2. Aux termes de l'article L. 313-15 du code de l'entrée et du séjour des étrangers et du droit d'asile : " A titre exceptionnel et sauf si sa présence constitue une menace pour l'ordre public, la carte de séjour temporaire prévue aux 1° et 2° de l'article L. 313-10 portant la mention " salarié " ou la mention " travailleur temporaire " peut être délivrée, dans l'année qui suit son dix-huitième anniversaire, à l'étranger qui a été confié à l'aide sociale à l'enfance entre l'âge de seize ans et l'âge de dix-huit ans et qui justifie suivre depuis au moins six mois une formation destinée à lui apporter une qualification professionnelle, sous réserve du caractère réel et sérieux du suivi de cette formation, de la nature de ses liens avec sa famille restée dans le pays d'origine et de l'avis de la structure d'accueil sur l'insertion de cet étranger dans la société française. Le respect de la condition prévue à l'article L. 313-2 n'est pas exigé. ".

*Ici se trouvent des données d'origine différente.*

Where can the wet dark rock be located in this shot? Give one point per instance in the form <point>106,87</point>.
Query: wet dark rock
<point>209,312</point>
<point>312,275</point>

3. Aux termes de l'article L. 111-6 du code de l'entrée et du séjour des étrangers et du droit d'asile : " La vérification de tout acte d'état civil étranger est effectuée dans les conditions définies par l'article 47 du code civil (...) ". L'article 47 du code civil dispose que: " Tout acte de l'état civil des Français et des étrangers fait en pays étranger et rédigé dans les formes usitées dans ce pays fait foi, sauf si d'autres actes ou pièces détenus, des données extérieures ou des éléments tirés de l'acte lui-même établissent, le cas échéant après toutes vérifications utiles, que cet acte est irrégulier, falsifié ou que les faits qui y sont déclarés ne correspondent pas à la réalité ". Il n'appartient pas aux autorités administratives françaises de mettre en doute le bien-fondé d'une décision rendue par une autorité juridictionnelle étrangère, hormis le cas où le document aurait un caractère frauduleux.

4. Pour refuser à M. A...la délivrance d'un titre de séjour, le préfet de

la Haute-Garonne s'est notamment fondé sur ce que l'intéressé ne pouvait justifier " ni avoir été confié à l'aide sociale à l'enfance entre l'âge de ses 16 ans et l'âge de 18 ans, ni avoir déposé sa demande dans l'année qui suit son dix-huitième anniversaire ", l'acte de naissance présenté à l'appui de sa demande étant un faux. M. A...se prévaut, pour la première fois en appel, d'un jugement supplétif d'acte de naissance en date du 15 juin 2017 ainsi que de l'extrait d'acte de naissance établi sur le fondement de ce jugement, légalisés par les autorités guinéennes, selon lesquels il est né le 10 novembre 1997. Si ces documents ont été établis postérieurement à l'arrêté contesté, ils révèlent une situation qui lui est antérieure et doivent donc être pris en compte pour en apprécier la légalité. Dans ces conditions, et alors que le préfet ne conteste pas sérieusement l'authenticité de ce document, l'appelant doit être regardé comme établissant sa date de naissance le 10 novembre 1997. Dans ces conditions, M.A..., entré en France en mars 2015 et placé auprès des services de l'aide sociale à l'enfance de Toulouse en qualité de mineur isolé doit être regardé comme ayant été confié à l'aide sociale à l'enfance entre l'âge de seize ans et l'âge de dix-huit ans et pouvait, dès lors, solliciter la délivrance d'un titre de séjour sur le fondement de l'article L. 313-15 du code de l'entrée et du séjour des étrangers et du droit d'asile.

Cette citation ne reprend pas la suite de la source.